If I felt OK on a day when I'd gotten a dose of the corn starch, I knew I wasn't sensitive to that dose.
But if I was sick on a day when I didn't get a dose of corn starch, it didn't tell me anything, because I could have been having an allergic reaction to something else, like mold in the air.
I found I felt OK on one day when I turned out to have consumed the vial with 5 mg of corn starch.
Before doing the blind trials, I'd been trying to desensitize myself by consuming 5 mg of corn starch per day, and I'd felt a slight reaction. But after I felt OK when I'd consumed 5 mg of corn starch blind, I knew the slight reaction I'd had was a nocebo effect. I was consuming the corn starch at the same time every day, and it seems I got used to feeling the reaction at that time of day.
So then I tried 10 mg of corn starch vs. placebo. I had to use arrowroot starch as the placebo, because I found I could see 10 mg in the water solution.
I felt OK on one day when I turned out to have consumed 10 mg of corn starch, so I knew 10 mg of corn starch doesn't noticeably affect me.
So then I tried 20 mg vs. placebo.

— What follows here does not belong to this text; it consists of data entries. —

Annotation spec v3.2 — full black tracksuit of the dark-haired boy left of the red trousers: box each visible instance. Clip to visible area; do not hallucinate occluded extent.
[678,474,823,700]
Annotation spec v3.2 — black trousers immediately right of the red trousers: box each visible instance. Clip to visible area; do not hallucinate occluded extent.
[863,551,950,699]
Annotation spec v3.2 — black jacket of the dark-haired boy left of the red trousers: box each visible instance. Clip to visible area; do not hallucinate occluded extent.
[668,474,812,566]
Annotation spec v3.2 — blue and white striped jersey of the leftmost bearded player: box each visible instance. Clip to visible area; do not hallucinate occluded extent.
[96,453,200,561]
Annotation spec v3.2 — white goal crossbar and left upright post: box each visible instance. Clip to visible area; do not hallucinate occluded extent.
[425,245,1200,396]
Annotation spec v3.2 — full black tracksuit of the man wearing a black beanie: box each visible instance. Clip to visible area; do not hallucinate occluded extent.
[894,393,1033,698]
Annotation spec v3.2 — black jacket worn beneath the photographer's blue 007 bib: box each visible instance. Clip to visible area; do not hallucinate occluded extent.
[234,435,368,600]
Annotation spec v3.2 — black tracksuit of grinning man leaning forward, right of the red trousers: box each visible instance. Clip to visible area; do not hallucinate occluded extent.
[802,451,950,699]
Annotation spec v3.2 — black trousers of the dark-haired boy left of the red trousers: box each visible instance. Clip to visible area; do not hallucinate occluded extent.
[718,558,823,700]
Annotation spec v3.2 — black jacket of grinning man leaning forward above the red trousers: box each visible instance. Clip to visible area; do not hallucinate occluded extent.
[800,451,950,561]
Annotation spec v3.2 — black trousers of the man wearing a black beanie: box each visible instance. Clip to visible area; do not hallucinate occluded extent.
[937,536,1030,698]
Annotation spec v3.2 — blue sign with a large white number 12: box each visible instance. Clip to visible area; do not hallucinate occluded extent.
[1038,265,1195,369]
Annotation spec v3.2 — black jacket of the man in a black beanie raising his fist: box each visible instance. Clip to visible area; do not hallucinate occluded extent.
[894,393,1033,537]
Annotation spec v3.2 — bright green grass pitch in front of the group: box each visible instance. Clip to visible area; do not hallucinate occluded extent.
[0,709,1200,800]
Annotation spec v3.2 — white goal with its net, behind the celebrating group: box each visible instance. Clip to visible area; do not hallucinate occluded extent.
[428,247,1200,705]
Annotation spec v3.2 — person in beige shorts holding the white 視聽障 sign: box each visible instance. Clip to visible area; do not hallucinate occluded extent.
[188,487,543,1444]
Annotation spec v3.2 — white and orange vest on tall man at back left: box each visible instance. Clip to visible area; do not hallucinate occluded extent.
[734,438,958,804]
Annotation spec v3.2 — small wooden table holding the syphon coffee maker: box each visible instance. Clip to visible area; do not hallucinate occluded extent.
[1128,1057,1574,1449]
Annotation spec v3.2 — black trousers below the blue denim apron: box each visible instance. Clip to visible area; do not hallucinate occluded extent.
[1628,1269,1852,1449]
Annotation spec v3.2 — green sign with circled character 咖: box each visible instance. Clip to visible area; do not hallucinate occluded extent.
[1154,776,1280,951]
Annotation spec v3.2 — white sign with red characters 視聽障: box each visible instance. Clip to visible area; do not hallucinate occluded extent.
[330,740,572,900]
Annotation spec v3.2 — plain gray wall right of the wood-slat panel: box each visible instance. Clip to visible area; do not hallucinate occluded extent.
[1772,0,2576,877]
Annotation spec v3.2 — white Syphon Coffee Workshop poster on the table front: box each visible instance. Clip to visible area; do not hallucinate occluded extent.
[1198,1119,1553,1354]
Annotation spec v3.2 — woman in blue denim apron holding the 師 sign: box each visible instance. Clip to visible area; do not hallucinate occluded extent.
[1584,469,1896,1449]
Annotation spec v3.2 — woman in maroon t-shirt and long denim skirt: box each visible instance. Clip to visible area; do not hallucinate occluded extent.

I felt somewhat sick on the day I got the corn starch.
So I tried again with 25 mg. This time, I got rather sick when I ate the corn starch, for about a day; and I felt no worse than usual when I ate the arrowroot starch. This happened with my 4 vials, 3 times in a row - so there would be only a 1/64 chance of having that result by accident.
So it's definitely a real allergy, not just a nocebo effect. According to the USDA nutrients database, corn starch has 0.26% protein. So I'm sensitive to about 50 mcg of corn protein.
Knowing my actual sensitivity to corn protein has already been helpful to me. I avoided iodized salt for a long time, because it contains dextrose, which is made from corn in the USA. But I was able to calculate about how much corn protein I'd be getting per day from iodized salt, and it's far less than the amount I'm sensitive to. So I can use it as a source of iodine.